A rã Saltitante e o pântano

Num pântano cercado por florestas e juncos, vivia uma rã verde chamada Saltitante. Ela era curiosa, esperta e tinha patas traseiras fortes que a faziam saltar muito alto, às vezes tocando as folhas das árvores. Saltitante amava aquele pântano. Conhecia cada planta, cada canto de pássaro e cada peixe que surgia na água. Mas ultimamente, algo a preocupava: o pântano já não era mais como antes.

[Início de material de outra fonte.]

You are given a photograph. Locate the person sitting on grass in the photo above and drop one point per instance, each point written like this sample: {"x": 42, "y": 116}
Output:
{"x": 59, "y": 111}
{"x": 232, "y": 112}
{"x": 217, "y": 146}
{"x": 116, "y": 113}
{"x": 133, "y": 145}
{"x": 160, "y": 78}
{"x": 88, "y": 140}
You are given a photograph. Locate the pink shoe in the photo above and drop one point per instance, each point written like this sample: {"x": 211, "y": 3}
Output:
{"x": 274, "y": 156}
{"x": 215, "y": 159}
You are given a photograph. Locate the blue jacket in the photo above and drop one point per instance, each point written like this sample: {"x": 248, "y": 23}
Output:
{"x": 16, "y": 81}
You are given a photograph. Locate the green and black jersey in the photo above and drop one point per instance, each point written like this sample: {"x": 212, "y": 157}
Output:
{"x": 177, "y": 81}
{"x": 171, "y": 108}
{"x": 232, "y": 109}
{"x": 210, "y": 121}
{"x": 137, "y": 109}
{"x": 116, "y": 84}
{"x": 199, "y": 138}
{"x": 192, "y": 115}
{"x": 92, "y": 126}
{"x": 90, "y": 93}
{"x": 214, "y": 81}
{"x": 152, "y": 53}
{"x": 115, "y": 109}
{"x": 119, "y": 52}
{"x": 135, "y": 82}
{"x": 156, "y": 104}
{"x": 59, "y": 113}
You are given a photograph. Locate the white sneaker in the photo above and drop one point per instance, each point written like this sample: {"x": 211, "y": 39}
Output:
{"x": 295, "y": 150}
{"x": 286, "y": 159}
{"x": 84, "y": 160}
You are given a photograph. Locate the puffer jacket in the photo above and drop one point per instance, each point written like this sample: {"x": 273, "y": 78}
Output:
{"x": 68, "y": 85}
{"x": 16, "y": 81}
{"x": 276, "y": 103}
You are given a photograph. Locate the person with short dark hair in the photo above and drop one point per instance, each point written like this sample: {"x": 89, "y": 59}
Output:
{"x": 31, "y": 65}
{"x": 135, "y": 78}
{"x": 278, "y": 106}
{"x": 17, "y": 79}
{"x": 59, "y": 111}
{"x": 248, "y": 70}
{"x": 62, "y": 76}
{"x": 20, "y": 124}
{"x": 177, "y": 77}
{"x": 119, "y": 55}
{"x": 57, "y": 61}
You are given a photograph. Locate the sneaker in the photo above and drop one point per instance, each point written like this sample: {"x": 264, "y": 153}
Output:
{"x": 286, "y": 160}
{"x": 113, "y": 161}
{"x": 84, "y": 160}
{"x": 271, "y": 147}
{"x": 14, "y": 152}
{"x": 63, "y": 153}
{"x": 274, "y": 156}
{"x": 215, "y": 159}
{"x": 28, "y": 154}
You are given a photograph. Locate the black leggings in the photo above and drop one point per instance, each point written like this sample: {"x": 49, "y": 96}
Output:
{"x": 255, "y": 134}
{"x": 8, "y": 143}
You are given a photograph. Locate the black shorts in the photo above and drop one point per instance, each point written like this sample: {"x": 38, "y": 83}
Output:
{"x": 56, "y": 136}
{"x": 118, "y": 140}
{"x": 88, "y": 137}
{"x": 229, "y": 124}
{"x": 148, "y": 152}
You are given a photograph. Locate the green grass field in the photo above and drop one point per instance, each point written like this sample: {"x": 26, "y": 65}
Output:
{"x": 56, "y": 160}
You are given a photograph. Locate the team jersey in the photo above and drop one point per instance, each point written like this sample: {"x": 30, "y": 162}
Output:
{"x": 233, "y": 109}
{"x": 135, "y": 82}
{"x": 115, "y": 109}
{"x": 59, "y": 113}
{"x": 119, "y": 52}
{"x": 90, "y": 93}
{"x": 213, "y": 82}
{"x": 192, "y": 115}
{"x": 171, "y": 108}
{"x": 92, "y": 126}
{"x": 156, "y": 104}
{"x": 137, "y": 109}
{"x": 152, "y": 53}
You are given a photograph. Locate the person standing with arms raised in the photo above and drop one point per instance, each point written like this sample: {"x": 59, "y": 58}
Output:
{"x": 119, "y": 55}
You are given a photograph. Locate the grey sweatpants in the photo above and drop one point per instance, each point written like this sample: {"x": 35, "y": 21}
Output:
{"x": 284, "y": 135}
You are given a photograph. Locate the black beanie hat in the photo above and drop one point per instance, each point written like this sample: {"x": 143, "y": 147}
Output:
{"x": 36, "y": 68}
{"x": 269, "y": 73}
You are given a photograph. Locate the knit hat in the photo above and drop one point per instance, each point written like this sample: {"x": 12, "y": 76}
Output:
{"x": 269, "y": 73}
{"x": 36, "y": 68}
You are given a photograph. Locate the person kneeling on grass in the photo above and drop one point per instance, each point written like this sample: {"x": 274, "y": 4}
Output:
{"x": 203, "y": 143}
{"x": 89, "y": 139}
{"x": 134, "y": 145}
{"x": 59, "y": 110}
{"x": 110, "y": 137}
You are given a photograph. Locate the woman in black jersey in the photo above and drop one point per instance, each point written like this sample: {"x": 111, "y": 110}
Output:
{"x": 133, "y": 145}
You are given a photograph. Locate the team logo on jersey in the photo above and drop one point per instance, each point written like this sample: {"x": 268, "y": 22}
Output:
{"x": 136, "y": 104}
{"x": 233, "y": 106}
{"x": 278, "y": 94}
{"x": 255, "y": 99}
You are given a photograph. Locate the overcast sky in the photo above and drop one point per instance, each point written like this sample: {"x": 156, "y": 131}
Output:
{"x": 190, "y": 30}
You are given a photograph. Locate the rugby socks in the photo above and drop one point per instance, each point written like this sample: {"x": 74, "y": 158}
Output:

Na superfície flutuavam garrafas plásticas, e sacolas e canudos se enroscavam nas plantas aquáticas. Até um pneu velho apareceu perto da margem. O coaxar dos sapos ficou silencioso, entristecendo a todos.

Contos para crianças - A rã Saltitante e o pântano
A rã Saltitante e o pântano

Uma noite, Saltitante teve um sonho. Um lírio azul surgiu diante dela, brilhando como o céu, e disse: 

“Se me encontrar, ajudarei vocês a limpar o pântano.”

Pela manhã, decidiu partir numa jornada pelo pântano, embora nunca tivesse ido tão longe. O primeiro obstáculo era um canal largo e poluído. A água estava escura, e apenas mosquitos voavam sobre ela. Foi então que encontrou a pata Darina, com seus patinhos.

“Para onde vai sozinha, amiga rã?”, perguntou Darina.

Saltitante explicou tudo. E Darina acenou dizendo: 

“Venha, nós vamos ajudá-la a atravessar esta água suja. Mas cuidado: as pessoas jogam lixo da ponte.”

Depois de atravessar, Saltitante continuou. Logo encontrou o caminho bloqueado por uma rede e um monte de lixo. Do fundo da água, surgiram a carpa Igor e o esturjão Mike.

“Está procurando o lírio azul?”, perguntaram Igor e Mike, com suas escamas brilhando.

“Vamos ajudá-la. Nós também nos incomodamos com o que os humanos fazem.”

Juntos, despedaçaram a rede e abriram passagem. Saltitante avançou pelo canavial até um recanto silencioso, onde florescia a flor azul — radiante e pura, exatamente como em seu sonho.

Saltitante se aproximou e disse: 

“Desejo que o pântano volte a ser limpo, para que as pessoas entendam que a natureza precisa de respeito.”

A flor brilhou intensamente. Fagulhas azuis se espalharam pelo pântano, transformando o lixo em flores e a água em lagos cristalinos. Até mesmo as garrafas se tornaram nenúfares — aquelas plantinhas com folhas redondas que flutuam na água e, às vezes, têm flores coloridas.

A partir daquele dia, uma placa apareceu perto do pântano: 

“Este lugar é um lar. Não o destruam.”

O povo começou a prestar atenção. Surgiram lixeiras, placas e, em certo dia, crianças vieram recolher o lixo. Saltitante estava feliz. Não apenas encontrou o lírio azul, mas ajudou o pântano a respirar novamente.